AKP’li Cumhurbaşkanı Erdoğan bu sene de geleneği bozmadı. BM kürsüsünden İsrail’i sert sözlerle eleştirdi. Filistin topraklarının yıllara göre ilhak edildiğini gösteren haritayla ve bol hamasetle Tel Aviv’e yüklenen Erdoğan, “İsrail’in ilhaklarına ses çıkarmayan BM ne işe yarıyor?” diye sordu. Tel Aviv’den yanıt gecikmedi; İsrail Başbakanı Netanyahu Erdoğan’a, “Erdoğan İsrail’e vaaz vermemeli. Erdoğan, yalan söylemeye son ver” dedi.

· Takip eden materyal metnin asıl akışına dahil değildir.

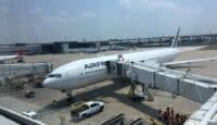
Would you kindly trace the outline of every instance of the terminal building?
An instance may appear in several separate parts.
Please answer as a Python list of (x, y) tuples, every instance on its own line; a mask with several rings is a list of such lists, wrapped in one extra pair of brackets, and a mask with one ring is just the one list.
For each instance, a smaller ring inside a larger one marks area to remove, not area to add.
[[(0, 54), (15, 54), (20, 49), (25, 54), (46, 53), (95, 53), (106, 50), (128, 50), (141, 47), (168, 47), (174, 36), (108, 39), (101, 41), (53, 41), (43, 43), (11, 43), (0, 45)], [(208, 46), (217, 43), (217, 34), (184, 35), (179, 37), (179, 46)]]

Perde önünde sürdürülen siyasi çekişmeye, içeride ve dışarıda yapılan sert eleştirilere rağmen AKP döneminde İsrail’le olan ticari, askeri, ekonomik ilişkiler artarak devam ediyor. Davos’taki “one minute” krizinden bu yana, yaklaşık on yıldır Tel Aviv’de büyükelçi bulundurulmasa da her türlü alışverişin kesintisiz devam ettirilmesi, AKP iktidarının samimiyetsiz dış politikasının somut göstergesi oldu.
İHRACAT YÜZDE 200 ARTTI
İsrail ile dış ticaret hacmi 5.6 seviyelerine ulaşan Türkiye’nin bu ülke ile ihracatı 2014’den bu yana yaklaşık yüzde 200 arttı. İthalatta ise bu artış yüzde 140 seviyelerinde. Üzerinden on yıl geçen Davos’taki “One minute” çıkışı, 350 bin dolar seviyesinde olan İsrail’den silâh/mühimmat ithalatını artırdı. Silah ithalatı, 2010’daki Mavi Marmara olayından sonra da 100 kat artışla 5 milyon doları buldu.
JEST ÜSTÜNE JEST
Davos’taki “one minute” çıkışı sonrasında İsrail’e Uluslararası Atom Enerjisi Kurumu üyeliği kıyağı sunuldu. Yine Mayıs 2010’da, tek Müslüman üye Türkiye’nin vetoyu kaldırmasıyla İsrail, OECD’ye alındı. Ve ilk kez İsrail Cumhurbaşkanı Ankara’ya dâvet edilerek TBMM’de alkışlarla karşılanıp konuşturuldu. NATO’da üyeliği olmayan İsrail’e genel merkezde daimi bir ofis tahsis edilmesini de Mayıs 2016’da Türkiye’nin vetosunu kaldırarak AKP sağladı. Netanyahu, “İsrail’in güvenliği için çok önemli adım” diyerek Türkiye’ye teşekkür etti.
MAVİ MARMARA’YI ONA SORMAYINIZ
9’u Türkiye vatandaşı 10 kişinin öldürüldüğü, 60 kişinin de yaralandığı Mavi Marmara saldırısı da iki ülke ilişkilerinde kritik eşik oldu. Ankara İsrail’i bir kez daha ‘terör devleti’ olarak tanımladı; fakat ardından 2016 yılında Mavi Marmara Anlaşması’nı imzaladı. Söz konusu anlaşmanın ilk maddesinde, Mavi Marmara için toplam 20 milyon Amerikan dolarının ‘tazminat olmayıp bağış olduğu’ peşinen deklâre edilirken, ‘İsrail hükûmetinin, hiçbir cezâ ve hukukî sorumluluk taşımayacağı’ teminatı verildi. Üstelik söz konusu tazminatı henüz alamayan aileler var. Açılan davalar hâlâ sürerken, 2016 yılında Erdoğan çark edip saldırıya ilişkin “Oraya giderken dönemin başbakanına mı sordunuz?” dedi.